Age: 35
When Brenda Lieberman sits in a darkened movie theatre, she isn’t watching the screen. She’s listening for every cheer, clap and snicker of the audience.
Each outburst is a tiny victory for the film festival programmer who courts filmmakers and negotiates with distributors to bring independent film to Calgary.
Lieberman loves movies. When she was 10, her parents signed the video store waiver allowing her to rent R-rated movies. She ran straight for the horror section and A Nightmare on Elm Street. And British director Danny Boyle’s dark comedy Shallow Grave was the first independent movie she watched over and over.
As a programmer, she watches hundreds of movies each year, but it’s the audience response to a perfectly chosen piece of celluloid that gets her most fired up.
“It’s the best feeling when you program a film you think is perfect for an audience and you can feel that excitement in the theatre,” says Lieberman. “There is a vibe that you can’t get by sitting at home and watching a movie.”
Lieberman has been chasing that movie-theatre buzz as a programmer for 10 years. She’s currently the lead programmer of the Calgary International Film Festival (CIFF).
Her Late Show series of high-impact, fast-paced, over-the-top films is a top draw of the festival, partly because Lieberman has developed a following of film watchers interested in her particular cinematic palate.
“People follow programmers just like they buy the albums of a certain musician or the writing of a particular author,” says Lieberman. “I hope that I am starting to showcase a style of programming that is unique for Calgary and that people trust me enough to show up to a movie just because I selected it.”
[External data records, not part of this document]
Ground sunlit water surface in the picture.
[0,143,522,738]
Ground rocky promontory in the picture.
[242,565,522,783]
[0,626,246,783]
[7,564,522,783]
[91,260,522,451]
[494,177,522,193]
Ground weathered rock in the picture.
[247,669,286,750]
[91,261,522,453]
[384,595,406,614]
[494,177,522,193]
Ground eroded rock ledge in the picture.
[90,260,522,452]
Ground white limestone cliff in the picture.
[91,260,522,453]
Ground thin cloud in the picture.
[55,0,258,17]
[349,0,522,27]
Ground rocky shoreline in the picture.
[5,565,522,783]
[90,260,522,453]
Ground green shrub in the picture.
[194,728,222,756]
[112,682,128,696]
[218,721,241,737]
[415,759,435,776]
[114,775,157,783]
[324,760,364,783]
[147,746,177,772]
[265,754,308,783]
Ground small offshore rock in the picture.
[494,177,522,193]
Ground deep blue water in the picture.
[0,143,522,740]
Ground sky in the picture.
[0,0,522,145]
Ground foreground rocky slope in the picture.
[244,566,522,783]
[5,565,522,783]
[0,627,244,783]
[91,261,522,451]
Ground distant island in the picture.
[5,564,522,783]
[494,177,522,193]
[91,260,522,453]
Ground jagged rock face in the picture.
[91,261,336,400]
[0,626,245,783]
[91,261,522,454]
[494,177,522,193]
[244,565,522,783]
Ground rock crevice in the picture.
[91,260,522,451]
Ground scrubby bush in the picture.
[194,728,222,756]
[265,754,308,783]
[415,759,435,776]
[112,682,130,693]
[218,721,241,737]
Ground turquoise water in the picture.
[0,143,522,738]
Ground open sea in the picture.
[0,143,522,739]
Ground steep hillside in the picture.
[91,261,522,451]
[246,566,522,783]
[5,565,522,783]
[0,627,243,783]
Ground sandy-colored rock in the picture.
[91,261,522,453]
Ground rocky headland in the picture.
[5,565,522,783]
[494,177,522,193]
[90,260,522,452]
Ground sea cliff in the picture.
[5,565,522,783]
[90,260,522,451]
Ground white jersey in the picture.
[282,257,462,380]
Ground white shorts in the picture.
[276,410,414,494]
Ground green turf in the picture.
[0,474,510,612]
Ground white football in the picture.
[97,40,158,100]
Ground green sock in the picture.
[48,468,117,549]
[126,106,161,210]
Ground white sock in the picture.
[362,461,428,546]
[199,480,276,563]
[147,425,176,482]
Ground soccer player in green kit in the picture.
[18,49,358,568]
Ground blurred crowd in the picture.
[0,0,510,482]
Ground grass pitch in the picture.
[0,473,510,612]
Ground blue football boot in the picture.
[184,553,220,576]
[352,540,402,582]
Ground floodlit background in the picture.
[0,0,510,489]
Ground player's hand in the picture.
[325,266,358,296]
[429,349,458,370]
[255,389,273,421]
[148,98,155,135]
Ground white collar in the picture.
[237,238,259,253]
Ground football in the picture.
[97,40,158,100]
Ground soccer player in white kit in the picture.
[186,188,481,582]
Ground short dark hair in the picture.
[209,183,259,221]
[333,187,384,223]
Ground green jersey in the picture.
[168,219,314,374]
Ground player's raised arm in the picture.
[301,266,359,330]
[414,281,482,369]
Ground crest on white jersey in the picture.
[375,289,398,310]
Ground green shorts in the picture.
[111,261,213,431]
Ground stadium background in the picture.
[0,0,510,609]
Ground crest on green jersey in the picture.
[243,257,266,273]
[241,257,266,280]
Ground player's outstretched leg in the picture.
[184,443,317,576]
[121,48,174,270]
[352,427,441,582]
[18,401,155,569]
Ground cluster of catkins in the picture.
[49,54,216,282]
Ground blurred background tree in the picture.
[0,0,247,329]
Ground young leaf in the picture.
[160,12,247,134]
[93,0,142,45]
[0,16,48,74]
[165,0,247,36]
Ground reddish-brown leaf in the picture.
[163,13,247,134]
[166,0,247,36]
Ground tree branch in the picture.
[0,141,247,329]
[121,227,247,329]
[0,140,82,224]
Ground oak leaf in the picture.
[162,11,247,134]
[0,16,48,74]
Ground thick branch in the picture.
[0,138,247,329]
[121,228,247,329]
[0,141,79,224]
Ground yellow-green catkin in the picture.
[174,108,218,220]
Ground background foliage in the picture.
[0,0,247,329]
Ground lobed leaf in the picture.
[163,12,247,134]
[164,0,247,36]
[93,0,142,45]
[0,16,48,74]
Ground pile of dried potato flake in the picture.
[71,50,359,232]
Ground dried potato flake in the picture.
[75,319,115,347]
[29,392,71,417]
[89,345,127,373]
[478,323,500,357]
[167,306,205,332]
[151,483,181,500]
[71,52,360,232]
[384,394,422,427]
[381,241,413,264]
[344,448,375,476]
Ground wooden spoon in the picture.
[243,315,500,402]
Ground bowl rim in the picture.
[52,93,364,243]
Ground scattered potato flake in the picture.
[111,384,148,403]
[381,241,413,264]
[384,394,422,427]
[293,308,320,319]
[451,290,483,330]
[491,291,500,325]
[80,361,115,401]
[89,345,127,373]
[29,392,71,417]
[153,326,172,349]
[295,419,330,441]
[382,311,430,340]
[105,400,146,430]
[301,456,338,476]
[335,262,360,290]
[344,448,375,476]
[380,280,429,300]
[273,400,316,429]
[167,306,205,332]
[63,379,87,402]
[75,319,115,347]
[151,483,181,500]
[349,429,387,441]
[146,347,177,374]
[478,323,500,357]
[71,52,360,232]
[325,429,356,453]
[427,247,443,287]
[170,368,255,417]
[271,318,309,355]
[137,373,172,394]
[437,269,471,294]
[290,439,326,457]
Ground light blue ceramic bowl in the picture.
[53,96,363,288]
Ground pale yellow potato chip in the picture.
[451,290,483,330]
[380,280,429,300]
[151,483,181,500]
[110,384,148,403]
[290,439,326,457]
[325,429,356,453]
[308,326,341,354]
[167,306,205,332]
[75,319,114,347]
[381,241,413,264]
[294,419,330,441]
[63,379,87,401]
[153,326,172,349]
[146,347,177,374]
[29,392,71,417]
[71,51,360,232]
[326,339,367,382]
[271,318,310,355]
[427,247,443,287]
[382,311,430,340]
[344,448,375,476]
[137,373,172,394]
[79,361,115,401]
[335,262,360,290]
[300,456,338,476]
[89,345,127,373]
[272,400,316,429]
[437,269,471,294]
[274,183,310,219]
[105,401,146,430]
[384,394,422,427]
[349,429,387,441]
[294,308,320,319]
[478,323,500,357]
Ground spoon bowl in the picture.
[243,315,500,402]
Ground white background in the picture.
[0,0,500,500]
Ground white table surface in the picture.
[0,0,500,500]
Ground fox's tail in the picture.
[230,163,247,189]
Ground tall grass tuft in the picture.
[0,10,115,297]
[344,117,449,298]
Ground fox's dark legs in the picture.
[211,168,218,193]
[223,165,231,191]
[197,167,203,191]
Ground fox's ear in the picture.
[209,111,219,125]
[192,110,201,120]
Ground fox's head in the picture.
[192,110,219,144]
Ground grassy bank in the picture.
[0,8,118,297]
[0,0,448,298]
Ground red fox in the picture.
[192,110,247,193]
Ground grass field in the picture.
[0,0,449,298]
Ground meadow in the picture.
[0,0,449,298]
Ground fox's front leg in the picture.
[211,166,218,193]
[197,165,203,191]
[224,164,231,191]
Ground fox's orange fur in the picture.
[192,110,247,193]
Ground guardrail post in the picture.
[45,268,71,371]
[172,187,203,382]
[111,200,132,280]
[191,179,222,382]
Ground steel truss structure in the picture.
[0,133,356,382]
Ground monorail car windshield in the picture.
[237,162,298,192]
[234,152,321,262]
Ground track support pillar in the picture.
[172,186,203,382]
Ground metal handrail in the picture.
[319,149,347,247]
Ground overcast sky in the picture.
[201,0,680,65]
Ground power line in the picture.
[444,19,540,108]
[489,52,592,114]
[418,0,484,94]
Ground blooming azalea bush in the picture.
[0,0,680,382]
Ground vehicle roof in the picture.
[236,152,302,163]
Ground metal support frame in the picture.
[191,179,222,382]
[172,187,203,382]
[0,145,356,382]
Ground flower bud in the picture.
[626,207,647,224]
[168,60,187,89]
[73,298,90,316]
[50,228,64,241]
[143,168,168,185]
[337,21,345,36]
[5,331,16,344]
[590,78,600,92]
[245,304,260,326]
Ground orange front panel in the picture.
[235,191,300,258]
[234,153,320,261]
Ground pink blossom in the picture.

This past year, Lieberman took on the World and Canadian film categories for the CIFF, which means she spent months researching, vetting and negotiating to secure screenings for her selections.
She is at the top of Calgary’s programming pyramid now, but the path to this point was not always clear. Along the way, she had to create opportunities for herself out of sheer tenacity and relentless volunteering.
Lieberman volunteered for eight years as the programmer for the Fairy Tales Gay and Lesbian Film Festival in Calgary. She also helped organize the fundraiser that led to the creation of the CIFF in 1999 and continued to work for free with the festival before landing a paying gig in 2004.
But, perhaps most impressively, in 2003, she helped create the Calgary Underground Film Festival (CUFF) as another outlet for unconventional cinema. As CUFF heads into its seventh year next April, Lieberman may finally be able to hire herself as a paid employee.
“The goal is to increase the amount of independent film in Calgary,” says Lieberman. The paycheque can come later.
Why she’s the top: She invests her time making sure Calgarians have access to the best independent films through her work with the Calgary International Film Festival and by founding the Calgary Underground Film Festival.
The key to her success: Audience engagement is the barometer by which Lieberman measures her success. “You need butts in the seats to validate why you exist as a festival,” she says.